Legends Live: Cannonball Adderley Quintet


Legends Live
MONO AND STEREO HIGH-END AUDIO MAGAZINE 

Very nicer release from JazzHouse European series:

Julian "Cannonball" Adderley arrived in New York from Tallahassee in the 1950s, where he had a job on his hands to play his way out of the shadow of Charlie Parker – a major challenge for any alto saxophonist of the day. But the move worked. Before long, Miles Davis had brought him into his quintet to play alongside Coltrane, and in 1958 Adderley was offered a chance by Alfred Lion to record an album under his own name. Something Else is arguable the best Blue Note album of all time. The following year, Adderley achieved immortality with Kind of Blue.
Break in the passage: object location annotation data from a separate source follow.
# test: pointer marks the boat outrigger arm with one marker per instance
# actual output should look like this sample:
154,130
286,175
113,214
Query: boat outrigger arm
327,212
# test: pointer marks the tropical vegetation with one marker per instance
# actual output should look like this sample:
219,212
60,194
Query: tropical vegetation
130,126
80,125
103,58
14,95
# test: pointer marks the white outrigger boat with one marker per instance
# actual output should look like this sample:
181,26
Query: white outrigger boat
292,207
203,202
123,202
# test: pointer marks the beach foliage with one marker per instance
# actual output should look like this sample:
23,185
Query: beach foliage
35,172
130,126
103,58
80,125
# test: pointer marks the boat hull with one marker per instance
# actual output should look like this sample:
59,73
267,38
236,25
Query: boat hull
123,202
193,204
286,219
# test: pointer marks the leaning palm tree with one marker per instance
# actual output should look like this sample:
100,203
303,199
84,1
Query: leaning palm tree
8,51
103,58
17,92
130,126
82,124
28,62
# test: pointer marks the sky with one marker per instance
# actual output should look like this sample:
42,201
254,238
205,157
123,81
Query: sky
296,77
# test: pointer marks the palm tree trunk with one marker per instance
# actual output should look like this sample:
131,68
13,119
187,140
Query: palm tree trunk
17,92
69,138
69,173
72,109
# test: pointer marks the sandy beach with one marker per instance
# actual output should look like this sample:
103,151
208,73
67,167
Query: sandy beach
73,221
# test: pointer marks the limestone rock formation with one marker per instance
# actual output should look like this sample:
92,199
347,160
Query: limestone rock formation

After splitting with Miles, he brought his brother Nat into the band as a trumpeter and cornetist and embarked on the helter-skelter life of a gigging musician. Throughout the decade when pop ruthlessly swept jazz aside, the brothers managed to stay in business with their distinctive “spirit of the south” – an optimistic, life-affirming style of modern jazz, bursting with colour yet steeped in the blues. “When we have a hit going for us,” Julian once said, “people may come in the club just to hear that number. But once they're inside, we have no trouble getting them interested in everything we do.”
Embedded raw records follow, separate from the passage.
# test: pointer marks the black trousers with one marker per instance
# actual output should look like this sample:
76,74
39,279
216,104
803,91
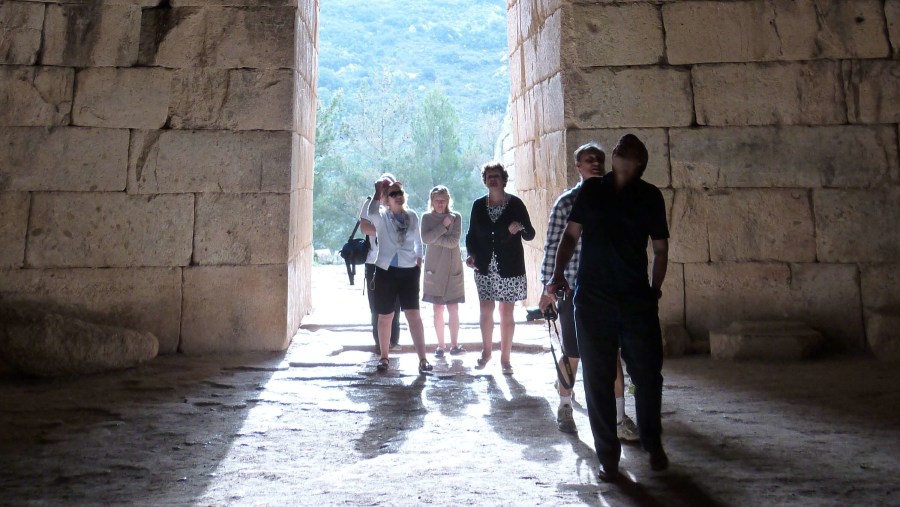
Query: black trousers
395,325
605,322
In 1969 Julian set out on a European tour with brother Nat, Joe Zawinul, the dynamic bassist Victor Gaskin and the energetic Roy McCurdy on drums. One of the quintet’s guest appearances was in Stuttgart. Even during the sound check the musicians seemed to sense the Liederhalle’s unique atmosphere, for that evening’s concert would be the highlight of the tour. From soul and blues (Sweet Emma, Oh Babe), to free-form contemporary (The Painted Desert), and lollipops cleverly combined with commercialism (Work Song), the audience that night witnessed the sublime art of the quintet – never mind that this classic bebop formation was already on the wane.

And then there was Zawinul! If anything, it was his concert. Jet-black at the keyboard in his version of Why Am I Treated So Bad by the Staples Singers; swinging and quirky at the piano (Rumpelstiltskin, The Painted Desert), he was like a kobold stoking the fire, as if trying to shake of the hypnosis that had gripped him a month earlier while recording In A Silent Way.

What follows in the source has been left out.